Indícios sugerem que a Amoc está desacelerando nos últimos 60 ou 70 anos devido ao aquecimento global. O sinal mais alarmante é uma “mancha fria” no norte do Atlântico, única região do planeta que esfriou nas últimas duas décadas, enquanto o restante da Terra aqueceu. Este é um sinal claro de que menos calor está sendo transportado para essa região, exatamente como previam os modelos climáticos em resposta à desaceleração da Amoc.
Outras evidências do enfraquecimento da Amoc
Outros sinais de que a Amoc está enfraquecendo incluem um aquecimento excessivo ao longo da costa leste da América do Norte. Isso ocorre porque a desaceleração da Amoc empurra a Corrente do Golfo para mais perto da costa. Além disso, o teor de sal na água do Atlântico norte está em seu nível mais baixo desde que começaram as medições há 120 anos. Esse fenômeno está diretamente relacionado à desaceleração da Amoc, que traz menos água salgada e quente dos trópicos.
A importância da salinidade
A salinidade da água do mar é crucial para o funcionamento da Amoc. Quando a água é menos salgada, ela se torna menos densa, o que dificulta o afundamento necessário para impulsionar a circulação oceânica. Portanto, quanto menos sal na água, mais lenta será a circulação da Amoc. Este processo cria um ciclo vicioso: à medida que a Amoc enfraquece, a água fica menos salgada, o que por sua vez enfraquece ainda mais a circulação.
O que está causando a mudança na salinidade?
O aquecimento global afeta diretamente a salinidade, intensificando o ciclo da água com mais evaporação nos trópicos e mais precipitação nas regiões subpolares. Além disso, o derretimento das geleiras e da camada de gelo da Groenlândia adiciona água doce ao oceano, diluindo ainda mais a salinidade e enfraquecendo a Amoc.
O ciclo de feedback amplificador
Esse processo cria um ciclo de feedback: à medida que a Amoc enfraquece, a região subpolar se torna menos salgada, o que acelera o enfraquecimento da Amoc. Esse ciclo pode continuar indefinidamente, mesmo que as emissões de gases de efeito estufa sejam interrompidas, levando ao eventual colapso do sistema de circulação oceânica.
Quando a Amoc pode atingir o ponto de não retorno?

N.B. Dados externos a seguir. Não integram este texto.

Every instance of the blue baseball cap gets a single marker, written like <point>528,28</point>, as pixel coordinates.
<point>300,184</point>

A grande incerteza é saber quando a Amoc atingirá o ponto de não retorno. Esse ponto crítico é difícil de prever, pois depende de variações sutis na salinidade, taxas de precipitação e derretimento da Groenlândia, que são complexas de modelar com precisão. Estima-se que o colapso da Amoc possa ocorrer ainda neste século.
O que dizem as previsões?
Há alguns anos, o Painel Intergovernamental sobre Mudanças Climáticas (IPCC) estimava que as chances de colapso da Amoc neste século eram inferiores a 10%. No entanto, estudos mais recentes indicam que um colapso provavelmente será desencadeado nas próximas décadas. Especialistas agora avaliam o risco em cerca de 50%.
Já passamos do ponto crítico?
Embora seja improvável que já tenhamos ultrapassado o ponto de não retorno, os cientistas não descartam completamente essa possibilidade. O colapso total da Amoc pode levar de 50 a 100 anos para se concretizar, o que dificulta a identificação precisa de quando esse ponto foi ultrapassado. No entanto, os especialistas acreditam que ainda há tempo para evitar o colapso completo.

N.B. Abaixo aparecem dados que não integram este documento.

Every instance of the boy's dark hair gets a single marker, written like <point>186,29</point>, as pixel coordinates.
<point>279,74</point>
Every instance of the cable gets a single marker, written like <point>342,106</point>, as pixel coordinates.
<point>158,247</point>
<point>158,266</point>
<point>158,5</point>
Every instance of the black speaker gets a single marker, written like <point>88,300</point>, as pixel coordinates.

Quais seriam os sinais de colapso iminente?
Monitorar o fluxo de água no Atlântico e observar a mistura profunda de inverno nas regiões subpolares são formas de detectar sinais de colapso da Amoc. Se a mistura profunda começar a diminuir significativamente, isso pode indicar que estamos nos aproximando do ponto de não retorno.

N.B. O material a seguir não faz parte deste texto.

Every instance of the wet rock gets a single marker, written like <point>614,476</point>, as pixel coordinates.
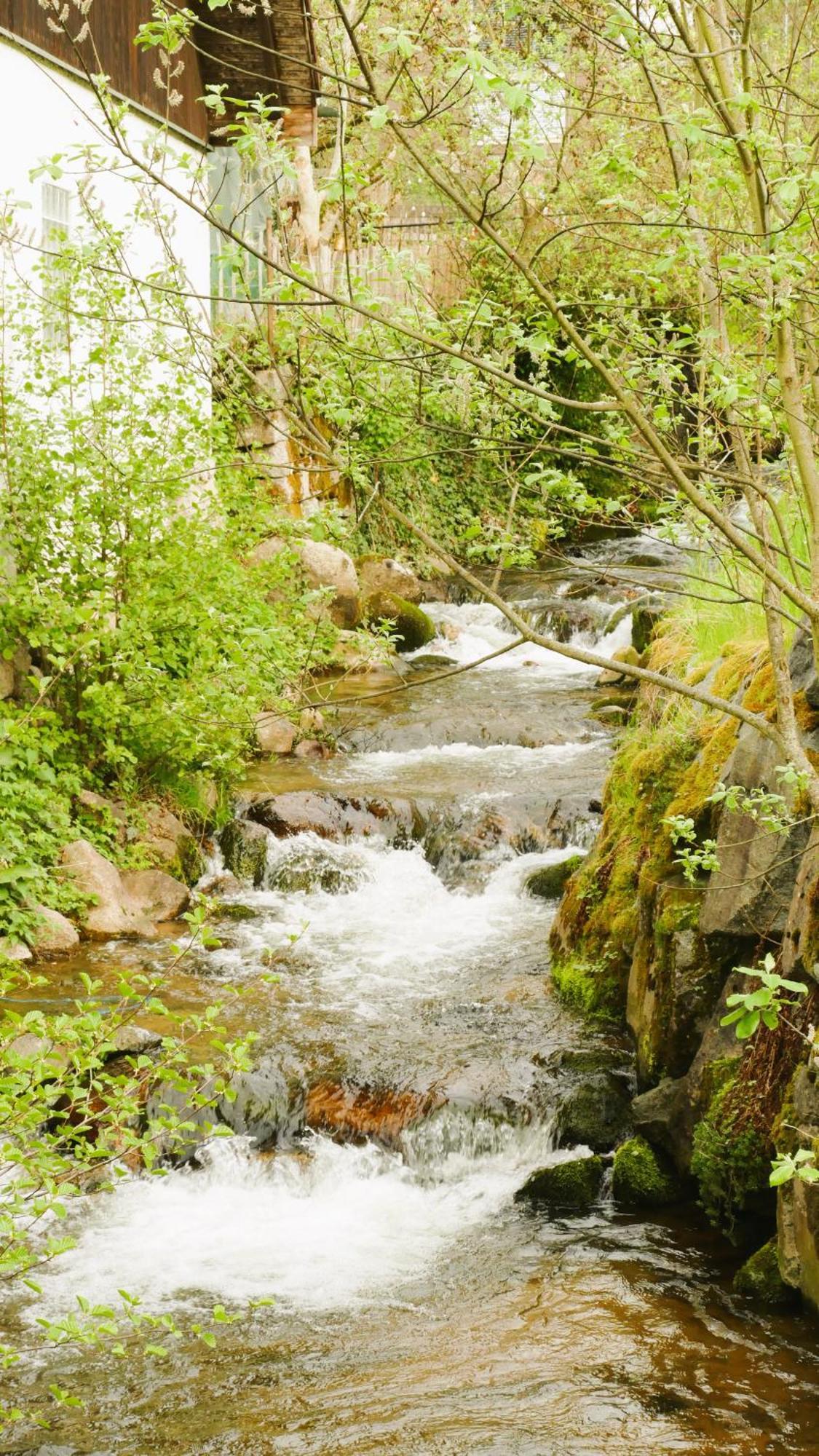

Consequências de um colapso da Amoc
O colapso da Amoc teria impactos climáticos massivos, incluindo o resfriamento do hemisfério norte, especialmente no noroeste da Europa. Haveria também uma mudança no cinturão tropical de chuvas, levando a secas severas em algumas regiões e enchentes em outras. Além disso, o nível do mar no Atlântico Norte poderia subir meio metro, agravando os efeitos do aquecimento global.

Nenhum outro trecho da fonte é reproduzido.